Leon H. White v. Warren M. Bloomberg, Postmaster, United States Post Office Department to Be Known as the United States Postal Service

501 F.2d 1379
CourtCourt of Appeals for the Fourth Circuit
DecidedJuly 18, 1974
Docket73-1960
StatusPublished
Cited by76 cases

This text of 501 F.2d 1379 (Leon H. White v. Warren M. Bloomberg, Postmaster, United States Post Office Department to Be Known as the United States Postal Service) is published on Counsel Stack Legal Research, covering Court of Appeals for the Fourth Circuit primary law. Counsel Stack provides free access to over 12 million legal documents including statutes, case law, regulations, and constitutions.

Bluebook
Leon H. White v. Warren M. Bloomberg, Postmaster, United States Post Office Department to Be Known as the United States Postal Service, 501 F.2d 1379 (4th Cir. 1974).

Opinions

CRAVEN, Circuit Judge:

This suit by a wrongfully discharged postal employee raises an ancillary question of procedure under the Back Pay Act of 1966, 5 U.S.C. § 5596. Four months after the district court awarded plaintiff a summary judgment for reinstatement and back pay, the Postal Service attempted to raise an issue of failure to mitigate damages, contending that the period of entitlement to back pay should be reduced because plaintiff had not made reasonable efforts to obtain substitute employment. The district judge refused to reopen the judgment and added post-judgment interest to the amounts due plaintiff. The Postal Service appealed from both rulings. We affirm.
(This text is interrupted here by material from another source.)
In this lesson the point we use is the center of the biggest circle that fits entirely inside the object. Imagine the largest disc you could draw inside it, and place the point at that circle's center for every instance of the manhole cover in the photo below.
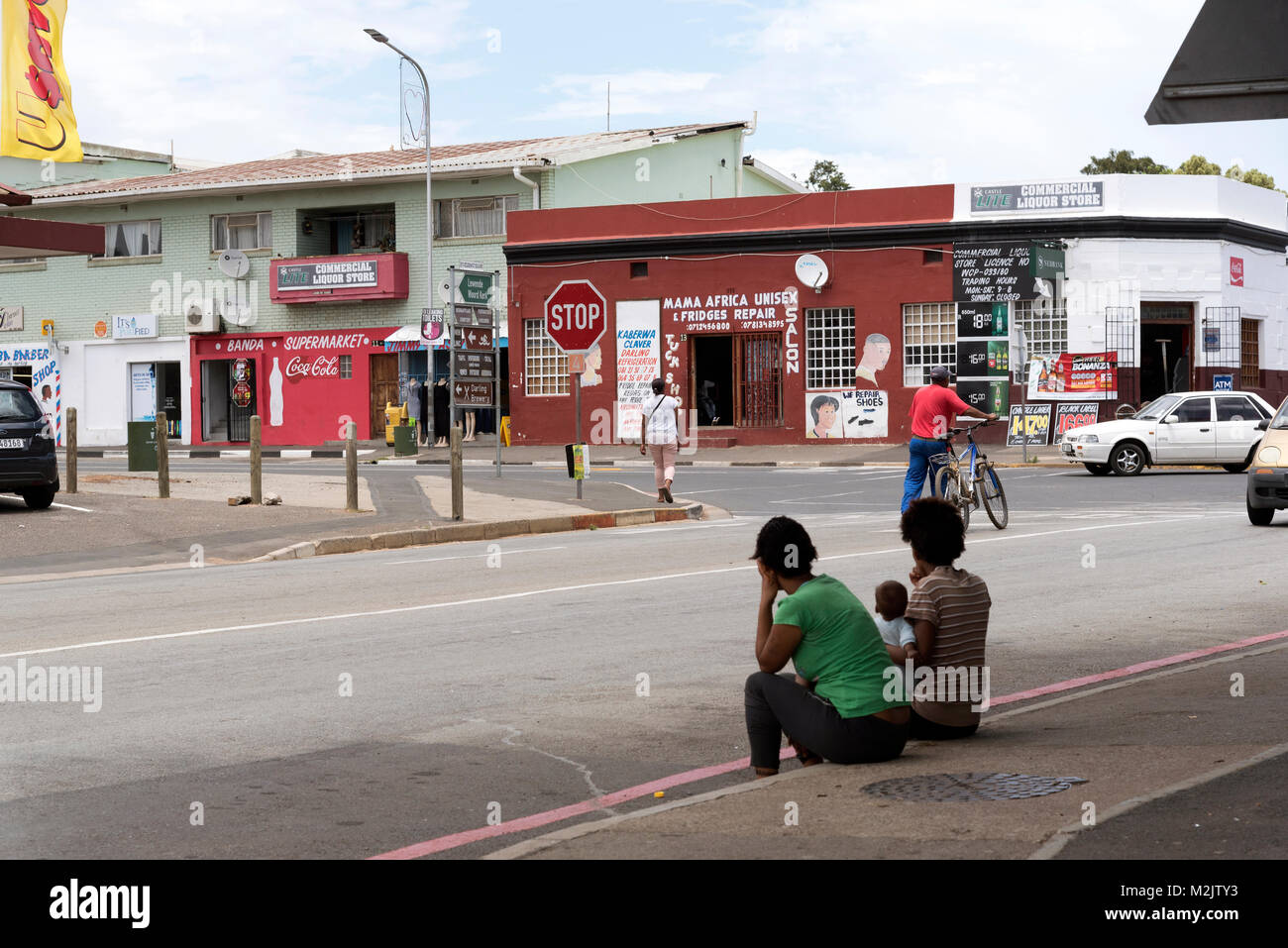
(965, 788)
The Baltimore Post Office discharged Leon White on October 30, 1970, for failing to pay a debt claimed by the postal employees’ credit union. After exhausting his administrative remedies, White filed this suit for reinstatement and back pay in the district court.1 On June 23, 1972, the district court granted plaintiff’s motion for summary judgment. White v. Bloomberg, 345 F.Supp. 133 (D.Md.1972). The court’s opinion was accompanied by an order in these words:

The defendant United States Postal Service shall without delay reinstate plaintiff and pay to him back pay from the date of his discharge, namely, October 30, 1970, to the date of his reinstatement in accordance with the opinion of this Court filed this 23rd day of June, 1972.
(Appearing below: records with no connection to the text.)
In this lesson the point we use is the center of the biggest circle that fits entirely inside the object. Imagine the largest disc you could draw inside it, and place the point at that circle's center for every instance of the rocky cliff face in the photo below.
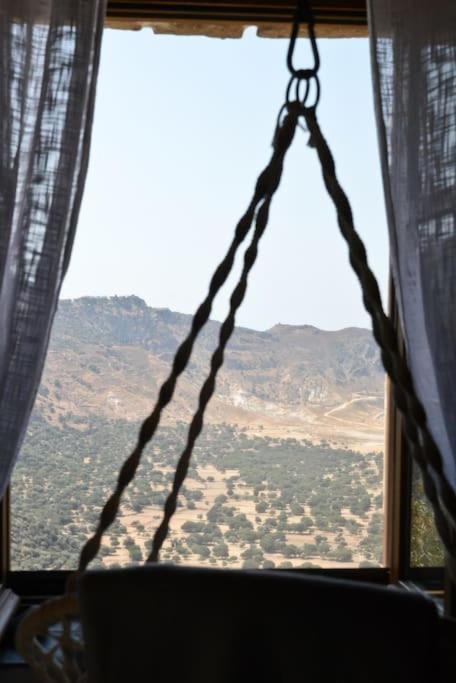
(108, 356)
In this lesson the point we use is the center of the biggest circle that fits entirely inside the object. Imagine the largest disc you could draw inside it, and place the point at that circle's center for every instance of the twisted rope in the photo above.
(424, 448)
(265, 187)
(272, 176)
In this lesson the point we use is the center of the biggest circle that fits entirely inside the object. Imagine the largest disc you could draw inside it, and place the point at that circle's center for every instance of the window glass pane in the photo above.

The Postal Service reinstated White six days later, and the parties began discussions over the exact amount he would receive under the Back Pay Act.2 Some time in October 1972 the Postal Service first informed White’s counsel that the back pay award would include only the period from October 30, 1970, the date of discharge, to August 5, 1971, the date of the final administrative action, because White had not actively sought substitute employment after his administrative appeal failed.3 At plaintiff’s re[1382]*1382quest the district judge met with counsel and took the problem under advisement. On May 4, 1973, he entered the order from which this appeal was taken. White v. Bloomberg, 360 F.Supp. 58 (D.Md.1973). Judge Kaufman held that his order of June 23, 1972, was a final money judgment that only lacked “simple mathematical calculations,” and that the Postal Service’s belated attempt to raise the mitigation issue must be regarded as a motion to reopen the judgment under Rule 60(b). He then refused to reopen the judgment, but also considered the merits, expressing the opinion that White had satisfied the Back Pay Act’s mitigation requirement by actively pressing his claim for reinstatement. We think he acted rightly but not for the assigned reasons. The district court also ruled on a second dispute that had surfaced after summary judgment was entered, holding that plaintiff was entitled to recover post-judgment interest on his back wages.

The Mitigation Issue

The Back Pay Act provides as follows:

(b) An employee of an agency who, on the basis of an administrative determination or a timely appeal, is found by appropriate authority under applicable law or regulation to have undergone an unjustified or unwarranted personnel action that has resulted in the withdrawal or reduction of all or a part of the pay, allowances, or differentials of the employee—
(1) is entitled, on correction of the personnel action, to receive for the period for which the personnel action was in effect an amount equal to all or any part of the pay, allowances, or differentials, as applicable, that the employee normally would have earned during that period if the personnel action had not occurred, less any amounts earned by him through other employment during that period; and
(2) for all purposes, is deemed to have performed service for the agency during that period, except that the employee may not be credited, under this section, leave in an amount that would cause the amount of leave to his credit to exceed the maximum amount of the leave authorized for the employee by law or regulation.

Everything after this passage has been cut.